Me desculpa por ter esquecido seu nome. Minha
memória nunca foi muito boa. E eu tenho oitenta e cinco anos, três meses, dez
dias e vinte e três horas de vida. É um filme longo demais pra lembrar todas as
falas.
Aos quatro anos e catorze dias de idade,
ele me levou escondido à praia, de madrugada, antes de amanhecer. Eram cinco da
manhã quando pulamos a janela. Queríamos ver o sol se levantar por trás do
horizonte, ia ser bonito. Caminhamos infinitamente por uma praia que nunca
terminava, procurando o ponto exato em que o sol se ergueria. Foi ficando
claro, cada vez mais claro, até que o sol apareceu por cima das nossas cabeças.
Tínhamos perdido o espetáculo. E descoberto o que era uma ilha.
Descobri, muito tempo depois, já sem ele
por perto para dividir a descoberta, que aqui só existe o espaço. E o espaço
não aprisiona. Sou livre pra andar em círculos por oitenta e cinco anos, dando
voltas na praia sem fim, à procura do amanhecer. Aqui, só existe o espaço. O
tempo eu matei.
Eu lembro que ele dizia sempre as coisas
certas, ainda que eu não lembre mais que coisas eram essas, nem porque eram
certas.
Cabelos lisos, ele tinha, negros, a pele
bem escura fazendo sobressaírem olhos claros de mel, diferentes de qualquer
outro par de olhos da face dessa cidade que me aprisiona. Se eu fosse
grandiloquente hoje como fui um dia, eu diria que os olhos dele eram os mais
bonitos do mundo, que ele era o homem mais bonito que já existiu. Mas seria
mentira, pois, embora ele até pudesse ter os olhos mais bonitos do mundo ou ser
o homem mais bonito que já existiu, eu jamais poderia afirmar isso. Eu nunca
saí desse lugar. Eu nunca tive a coragem dele.
Ele abriu asas de metal pra longe de
Icária, de Atlântis. De Bali Ha’i.
Me desculpa por ter dito não quando era
sim em todas as vezes em que eu disse não e era sim. Porque eu sei que os meus
nãos te levaram embora. E algo muito fundo me diz que, longe daqui, você nunca
encontrou o amanhecer.
Porque somos iguais. Nascemos no mesmo
dia, mesmo mês, mesmo ano. E eu nunca encontrei o amanhecer.

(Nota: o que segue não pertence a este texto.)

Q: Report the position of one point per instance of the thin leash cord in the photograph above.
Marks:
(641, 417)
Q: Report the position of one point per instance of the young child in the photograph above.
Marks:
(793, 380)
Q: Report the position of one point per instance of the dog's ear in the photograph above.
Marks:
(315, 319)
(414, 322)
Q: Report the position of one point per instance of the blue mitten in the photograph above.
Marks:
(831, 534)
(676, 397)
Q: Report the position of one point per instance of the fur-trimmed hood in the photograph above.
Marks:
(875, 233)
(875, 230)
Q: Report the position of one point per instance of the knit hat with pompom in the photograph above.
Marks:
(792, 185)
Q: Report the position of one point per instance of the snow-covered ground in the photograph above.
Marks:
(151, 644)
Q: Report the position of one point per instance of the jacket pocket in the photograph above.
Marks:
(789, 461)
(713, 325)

Quando caminho pela praia de manhã,
gosto de contar as cores do céu. Lembro todas que já vi um dia e sei que nenhuma
delas é a cor certa. A cor que procuro é o primeiro facho de claridade rompendo
a escuridão da madrugada. A cor que procuro é a terceira campainha, pedindo
silêncio porque o espetáculo está pra começar. Um pouco antes de se abrir a
cortina de luz que o carro de Apolo carrega. Essa, a cor que nunca encontrei, é
a que quero guardar na minha pouca memória como a cor dos olhos dele, porque a
verdadeira há muito esqueci.
Conheço as pedras da praia como não
conheço as linhas da minha mão, embora eu me lembre de alguém, não sei quem,
dizendo, não sei quando, que a minha linha da vida é muito longa, mais longa do
que se deva desejar. Sento nas pedras da praia enquanto ainda não estão muito
quentes, fecho os olhos, todos os dias, como num ritual. E retorno a algum dos elos
fracos da corrente do tempo. Quando me libertei da cela do presente e me tornei
senhora do tempo, nenhuma barreira jamais intercedeu entre mim e meus
arrependimentos.
Me arrependo, por exemplo, de ter dito
não quando ele me convidou para sair pela primeira vez, aos treze anos, cinco
meses, oito dias e seis horas de idade. Porque eu sempre dizia não querer o que
na verdade queria, sempre mentia que não era preciso quando era. Que eu não
queria o bombom, que não precisava do presente e que a cama estava confortável,
obrigada.
Volto no tempo e digo que sim. Depois
reconstruo o que poderia ter vindo após a resposta certa que nunca dei. E, no
exato momento em que, de olhos fechados sobre uma das pedras da praia, esculpo
uma vida que não vivi porque existe livre-arbítrio pra estragar toda e qualquer
predestinação, mesmo a de duas almas que vieram ao mundo no mesmo dia do mesmo
mês do mesmo ano no hospital de uma pedra a boiar abandonada no meio do oceano,
com tantos outros lugares para nascerem, eu deveria estar dando de comer a um
neto pequeno, planejando o casamento de uma filha grávida, ajudando-o a
escolher sapatos, tentando tirar a aliança que prendeu no dedo porque engordei
demais depois da terceira gravidez. Eu deveria estar em Londres, numa viagem de
família ou em segunda lua de mel, em vez de viver de mentiras.
Se tivéssemos nascido irmãos, amar seria
fácil.
E eu continuei dizendo que não precisava
ligar a tevê, que a comida estava ótima, que os livros não estavam pesados. Por
isso estou sentada nesta pedra às nove horas de uma manhã dos meus oitenta e
cinco anos, depois de ter perdido mais um amanhecer.
Dalton é o menino paralítico do andar de
baixo. Tem oito anos, quatro meses, dois dias e cinco horas de idade. Ele um
dia me disse que é infeliz. Respondi, com minha melhor expressão falsa de velha
sábia, que ele não sabe nada sobre a verdadeira infelicidade. Ele perguntou o
que eu sabia sobre não poder andar. Eu respondi que é pior poder andar e não
saber o caminho. E porque isso era muito clichê para marcar minha vitória na
discussão, completei que ainda pior é saber o caminho e não o encontrar.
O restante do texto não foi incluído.